Enfin ! Un livre dont je rêvais, que je souhaitais, que j’attendais. Il vient nous sortir de la «  paranoïa » de la « pensée unique » ! Il se dégage de l’ouvrage un air de vérité, soucieuse de « considération, respect, justice », qui pose avec compétence et courage le problème tel qu’il doit être posé. L’avalanche de questions capitales exprimées (p. 8) avec pertinence, traduit la profondeur, l’étendue et la justesse de la réflexion à laquelle nous sommes conviés. Tout cela proposé avec force, non pas dans un but négatif d’exclusion ou de diffamation, mais pour aider à trouver des solutions positives à un problème qui a pris de court aussi bien les observateurs que les politiques, les sociologues et les hommes de religion par l’ampleur et la nouveauté d’une « donnée lourde », selon l’expression de l’auteur, qui, si on ne la saisit pas dans sa réalité vraie, risque de conduire à des conséquences qu’on aurait tort de sous-estimer.

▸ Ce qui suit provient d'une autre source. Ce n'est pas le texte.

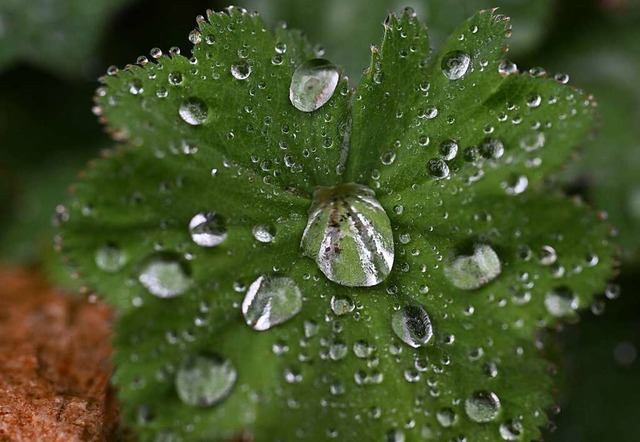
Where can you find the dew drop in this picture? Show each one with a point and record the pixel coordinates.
(561, 302)
(264, 234)
(241, 70)
(474, 271)
(349, 236)
(455, 64)
(313, 84)
(448, 150)
(342, 305)
(533, 141)
(165, 275)
(412, 325)
(203, 381)
(511, 430)
(482, 406)
(110, 258)
(207, 229)
(446, 417)
(193, 111)
(271, 300)
(437, 168)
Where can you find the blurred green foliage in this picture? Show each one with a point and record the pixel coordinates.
(47, 132)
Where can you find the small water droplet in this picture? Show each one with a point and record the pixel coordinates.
(342, 305)
(474, 271)
(241, 70)
(110, 258)
(313, 84)
(437, 168)
(448, 150)
(446, 417)
(533, 141)
(165, 275)
(263, 233)
(455, 64)
(207, 229)
(511, 430)
(482, 406)
(349, 236)
(193, 111)
(203, 381)
(271, 300)
(412, 325)
(561, 302)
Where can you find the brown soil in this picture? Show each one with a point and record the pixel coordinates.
(54, 363)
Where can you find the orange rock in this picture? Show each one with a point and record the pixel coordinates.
(54, 364)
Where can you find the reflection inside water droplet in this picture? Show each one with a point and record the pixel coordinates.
(412, 325)
(349, 236)
(193, 111)
(313, 84)
(455, 64)
(271, 300)
(482, 406)
(207, 229)
(203, 381)
(474, 271)
(165, 275)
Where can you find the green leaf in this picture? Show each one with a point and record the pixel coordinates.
(226, 326)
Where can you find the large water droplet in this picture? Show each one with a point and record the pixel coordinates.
(455, 64)
(110, 258)
(341, 305)
(313, 84)
(482, 406)
(193, 111)
(263, 233)
(561, 302)
(349, 236)
(412, 324)
(165, 275)
(511, 430)
(207, 229)
(271, 300)
(203, 381)
(472, 272)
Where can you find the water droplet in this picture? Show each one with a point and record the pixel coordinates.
(349, 236)
(263, 233)
(342, 305)
(482, 406)
(532, 141)
(110, 258)
(446, 417)
(455, 64)
(516, 185)
(241, 70)
(561, 302)
(203, 381)
(207, 229)
(448, 150)
(271, 300)
(165, 275)
(437, 168)
(313, 84)
(412, 324)
(511, 430)
(193, 111)
(472, 272)
(507, 67)
(491, 148)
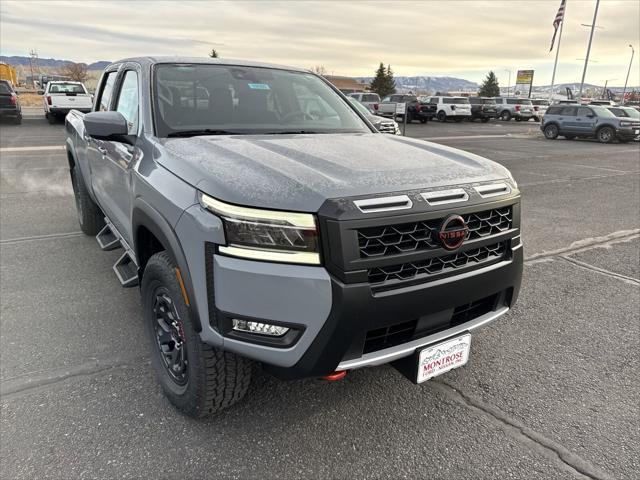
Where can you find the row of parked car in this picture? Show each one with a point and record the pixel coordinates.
(443, 108)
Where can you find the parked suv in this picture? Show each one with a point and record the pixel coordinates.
(455, 108)
(9, 102)
(369, 100)
(519, 108)
(573, 121)
(258, 232)
(539, 108)
(483, 108)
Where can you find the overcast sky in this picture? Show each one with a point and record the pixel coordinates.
(456, 38)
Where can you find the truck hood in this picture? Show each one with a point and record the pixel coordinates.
(300, 172)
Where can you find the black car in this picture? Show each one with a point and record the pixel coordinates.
(483, 108)
(9, 103)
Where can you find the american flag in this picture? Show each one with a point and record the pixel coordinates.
(557, 21)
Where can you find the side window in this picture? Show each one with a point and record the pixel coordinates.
(128, 101)
(107, 91)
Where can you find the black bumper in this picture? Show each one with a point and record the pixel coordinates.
(431, 307)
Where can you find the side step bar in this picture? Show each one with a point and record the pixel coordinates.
(126, 267)
(107, 239)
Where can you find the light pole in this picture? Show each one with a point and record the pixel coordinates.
(628, 71)
(508, 82)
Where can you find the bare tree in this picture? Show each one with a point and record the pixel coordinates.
(75, 71)
(319, 70)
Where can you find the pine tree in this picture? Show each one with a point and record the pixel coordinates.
(490, 87)
(377, 85)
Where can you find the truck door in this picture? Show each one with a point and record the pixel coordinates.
(112, 168)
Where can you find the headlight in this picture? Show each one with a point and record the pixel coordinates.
(268, 235)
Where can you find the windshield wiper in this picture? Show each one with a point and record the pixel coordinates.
(203, 131)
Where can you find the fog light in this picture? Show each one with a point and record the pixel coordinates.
(260, 328)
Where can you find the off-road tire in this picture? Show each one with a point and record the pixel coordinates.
(551, 132)
(606, 135)
(215, 379)
(90, 218)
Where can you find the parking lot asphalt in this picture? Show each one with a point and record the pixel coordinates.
(550, 391)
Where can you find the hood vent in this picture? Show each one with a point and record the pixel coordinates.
(445, 196)
(493, 190)
(384, 204)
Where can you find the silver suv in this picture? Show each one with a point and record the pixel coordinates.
(519, 108)
(573, 121)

« La guerre est-elle commencée ? » comme l’affirme l’auteur. Je le pense, comme lui… Il s’agit d’islamiser non seulement la France, mais l’humanité, la planète tout entière. Cela fait partie intégrante, essentielle de l’espérance messianique islamique qui « illumine », qui habite et soulève les peuples islamiques. L’auteur a raison d’affirmer que « l’islamisme, c’est l’islam ». Il ne s’agit pas de faire peur, il s’agit d’une réalité qu’il importe de regarder droit en face. Il s’agit d’une conviction inscrite au plus profond de l’inconscient aussi bien des « modérés », comme on dit, que des fondamentalistes, qui sont loin d’être une minorité, comme le chante H. Tincq dans Le Monde. L’islam est ontologiquement conquérant.

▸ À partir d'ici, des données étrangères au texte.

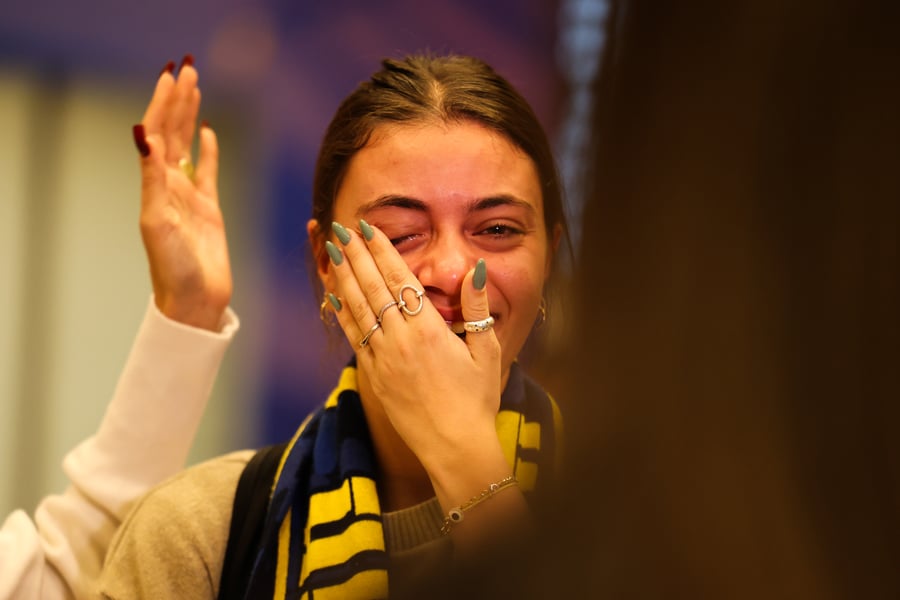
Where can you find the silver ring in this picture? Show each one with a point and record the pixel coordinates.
(365, 341)
(401, 303)
(384, 308)
(479, 326)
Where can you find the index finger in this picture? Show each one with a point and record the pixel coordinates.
(393, 269)
(153, 116)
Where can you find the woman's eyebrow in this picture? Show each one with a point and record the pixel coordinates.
(396, 201)
(391, 201)
(502, 200)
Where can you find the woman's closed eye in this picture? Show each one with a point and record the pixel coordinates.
(500, 230)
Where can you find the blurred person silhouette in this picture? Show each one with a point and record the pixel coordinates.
(736, 317)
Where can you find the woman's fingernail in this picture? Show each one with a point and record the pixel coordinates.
(480, 277)
(341, 232)
(334, 253)
(140, 140)
(169, 68)
(334, 301)
(368, 233)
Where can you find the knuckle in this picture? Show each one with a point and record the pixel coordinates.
(373, 288)
(395, 278)
(360, 309)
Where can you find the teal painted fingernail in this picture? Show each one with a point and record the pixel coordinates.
(480, 277)
(337, 257)
(368, 233)
(334, 301)
(341, 232)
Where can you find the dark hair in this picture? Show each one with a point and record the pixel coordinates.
(425, 88)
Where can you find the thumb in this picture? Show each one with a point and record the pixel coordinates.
(480, 337)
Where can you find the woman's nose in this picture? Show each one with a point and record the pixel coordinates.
(443, 265)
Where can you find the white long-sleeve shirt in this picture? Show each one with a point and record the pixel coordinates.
(144, 437)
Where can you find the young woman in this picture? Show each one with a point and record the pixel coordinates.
(437, 214)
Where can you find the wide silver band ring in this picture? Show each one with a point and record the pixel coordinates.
(479, 326)
(384, 308)
(402, 303)
(365, 341)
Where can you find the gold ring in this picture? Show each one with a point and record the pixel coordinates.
(187, 167)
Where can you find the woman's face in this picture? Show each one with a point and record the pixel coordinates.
(447, 195)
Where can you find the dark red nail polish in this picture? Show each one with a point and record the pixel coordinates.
(140, 140)
(169, 68)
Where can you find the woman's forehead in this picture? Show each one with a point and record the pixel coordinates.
(460, 161)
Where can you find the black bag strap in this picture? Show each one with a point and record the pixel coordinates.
(251, 501)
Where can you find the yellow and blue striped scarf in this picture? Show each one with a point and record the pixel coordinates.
(322, 536)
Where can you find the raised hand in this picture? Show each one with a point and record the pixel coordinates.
(181, 222)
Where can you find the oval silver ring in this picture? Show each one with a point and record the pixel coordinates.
(479, 326)
(402, 303)
(365, 341)
(384, 308)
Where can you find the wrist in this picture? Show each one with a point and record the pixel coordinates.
(202, 315)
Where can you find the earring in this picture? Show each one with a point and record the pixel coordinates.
(543, 310)
(326, 315)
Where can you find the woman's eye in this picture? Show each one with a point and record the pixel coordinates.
(402, 239)
(500, 230)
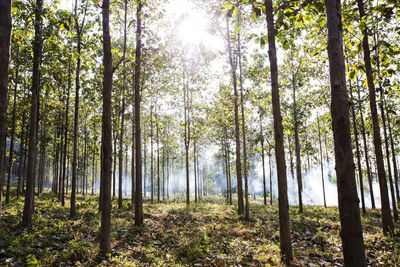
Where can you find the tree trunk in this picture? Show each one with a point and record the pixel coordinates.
(114, 160)
(395, 171)
(133, 177)
(138, 196)
(246, 183)
(163, 171)
(353, 113)
(387, 221)
(371, 190)
(145, 162)
(151, 157)
(105, 229)
(392, 194)
(121, 135)
(66, 125)
(21, 161)
(284, 227)
(321, 161)
(194, 171)
(297, 147)
(76, 116)
(11, 156)
(290, 157)
(158, 159)
(263, 160)
(237, 125)
(270, 176)
(37, 51)
(349, 211)
(5, 35)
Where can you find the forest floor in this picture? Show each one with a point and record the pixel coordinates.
(207, 234)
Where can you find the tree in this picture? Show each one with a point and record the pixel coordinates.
(138, 138)
(79, 31)
(284, 227)
(5, 36)
(351, 231)
(387, 221)
(121, 135)
(106, 144)
(37, 53)
(237, 125)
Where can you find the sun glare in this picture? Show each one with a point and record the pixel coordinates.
(192, 29)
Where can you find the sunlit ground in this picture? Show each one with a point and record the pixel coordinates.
(209, 233)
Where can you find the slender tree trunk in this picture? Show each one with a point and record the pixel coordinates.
(114, 161)
(21, 161)
(145, 162)
(387, 221)
(42, 160)
(395, 171)
(357, 149)
(158, 160)
(195, 170)
(105, 229)
(290, 157)
(37, 51)
(229, 175)
(163, 171)
(270, 176)
(297, 147)
(246, 182)
(76, 115)
(11, 155)
(392, 194)
(151, 157)
(263, 160)
(284, 226)
(121, 135)
(93, 169)
(66, 125)
(321, 161)
(133, 177)
(349, 211)
(237, 125)
(5, 35)
(138, 196)
(371, 190)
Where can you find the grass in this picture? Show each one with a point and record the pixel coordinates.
(209, 233)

L’auteur ne se place pas au plan théologique ou doctrinal. Mais il n’y a pas de réalité anthropologique qui ne relève du théologique ! Peut-on parler d’intégration, d’assimilation ? Il n’est pas défendu de rêver ! La réalité est là qui nous prouve le contraire ! Qui ne se souvient de la phrase de Boumediene adressée aux Français : « Nous vous conquerrons avec le ventre de nos femmes ! » Tout musulman est foncièrement communautariste ! S’intégrer à une nation qu’il considère comme décadente ? S’intégrer pour faire partie d’une nation, alors qu’on est citoyen de la « Umma » (l’Internationale islamique) ? Allons donc ! « Islamiser la France » et toute la planète, cela s’inscrit dans un plan à réaliser à long terme et qui est en cours ! Le jihâd (et qu’on ne vienne pas nous dire qu’il s’agit avant tout d’effort moral et spirituel) est en cours. Les réseaux de toutes sortes sont en place et ce n’est pas l’argent qui manque !

Que faire ? Se résigner à une situation qui nous échappe ? L’auteur nous indique quelques pistes et, en tout premier lieu, la nécessité de mieux connaître l’autre, sa langue, sa culture, sa religion, son histoire, ses guerres, ses Écritures, ses interprétations, l’esprit centripète de l’islam pour qui évoluer veut dire revenir au centre, au fondement historique de la tradition. Nécessité de comprendre l’islam tel qu’il est et non pas un islam rêvé, prendre ses distances par rapport à des poncifs comme les fils d’Abraham, les religions du Livre, les trois monothéismes, l’islam tolérant, les dhimmis…

Et que l’on cesse de faire l’amalgame entre les immigrés venus de l’Europe et ceux venus de l’islam. Ceux-là partageaient la culture occidentale et n’ont eu aucun mal à se couler dans la population française et à s’y assimiler. Les immigrés de l’islam sont étrangers à la culture occidentale et à la francité pour lesquelles ils ont une aversion viscérale. Ce qui rend impensable l’idée d’une assimilation culturelle.